SPOILER ALERT: Before you read this, watch last night’s Big Love. Or I’ll spank you.
So Bill is officially a jackass now, right? The irony of his video-poker deal is that he sees it as a means to eventually stop living a lie (having to deny being polygamists), but he can only achieve it by perpetrating another lie (pretending, as Don Embry says, that his wives have a say in the family business, while he actually runs the family as patriarchically as any compound husband). This season seems to be driving Bill, or at least those of us watching him, to realize that his attempts to be different from Roman, to be some kind of better, enlightened despot, are doomed; that road runs unavoidably to Juniper Creek.
Barb at least seems to be realizing that, getting increasingly alienated at home and determined to ensure that Sarah can have a mainstream LDS life, after Sarah tells her that their household is no different from the compound: “You’re asked to do the same thing.” “Which is?” “Settle for less than you deserve.” I don’t know if she’s going to leave Bill at some point, but she at least wants to clear Sarah’s path to leave. (And by the way: what’s with her getting all handsy-wandsy with Heather’s dad?)
The parallels between Bill and Roman are only part of what’s at work here, though. One thing the show has done really well this season is to highlight the parallels between compound life and the mainstream world. Juniper Creek is not always so different from the outside world. When it’s threatened, the leadership issues color-coded alerts and cracks down on liberties. People rationalize their self-interest in the name of principle. (“It’s no sin to make money from sinners.”) And when Sarah’s boyfriend tells Lois that she’s legally entitled to “support” from Frank, she responds by ransacking Frank’s house. Hey, justice is justice, and power is power; the only differences are the rationalizations you use to exercise it. I’m starting to think that the real hero of Big Love is Joey, who just wants to get by, not to defeat his enemies or strike a blow for some principle (little-p or big-P). “I’m just trying to be practical,” he tells Bill, upon shacking up with his potential second wife. “Not celestial.”
Things are not looking good for Joey, though, with Alby taking Roman’s place at the head of the compound. And with Barb alienated, and Nicki finding a new outlet for her addictive personality–the bingo parlor he brought her to–Bill may be losing his family support through the very plan he thought would ensure his family’s security. The poker scheme may pan out for him yet, but I wouldn’t bet all my chips on it.

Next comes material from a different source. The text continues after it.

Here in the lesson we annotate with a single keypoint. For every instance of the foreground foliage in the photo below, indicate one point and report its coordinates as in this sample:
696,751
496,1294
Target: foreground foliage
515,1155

* Keith Olbermann scores the cool cameo of the year with his Countdown roundup of polygamy news, especially his pitch-perfect kicker about the trigger-happy Greene women: “…and a shoutout here to Squeaky Fromme.”
* I’ll miss Roman being separated from the action, but I do enjoy him as a disoriented patient, singing dirty schoolyard rhymes and demanding, “What’s my platelet count?”
* The freezer subplot was perfect on so many levels. It was in keeping with Nicki’s handywoman character (of course she would give a giant freezer as a gift); her rejection by Adaleen and subsequent assault-with-a-motor-vehicle of said appliance was both funny and touching; and it all set up the fitting denouement–that, naturally, she swiped the freezer from Margene.
* Rhonda finally achieves Nirvana, guesting on a cheesy daytime talk show. She can die happy now.
* Finally, several good moments for my favorite character, Lois: her discovery of Bill’s payment to Frank for legally marrying her (the note on the photocopied check: “marrying Lois / roofing shingles”), her clumsy but effective lies to both Sarah and Barb. I especially love how, after lying to Barb about “walking in” on Sarah and the boyfriend, she nervously slams the cell phone shut–this is a distinctively Lois move–as if she’s afraid it will bite her if she stays on a second longer. No one on television can hang up a phone as well as Grace Zabriskie.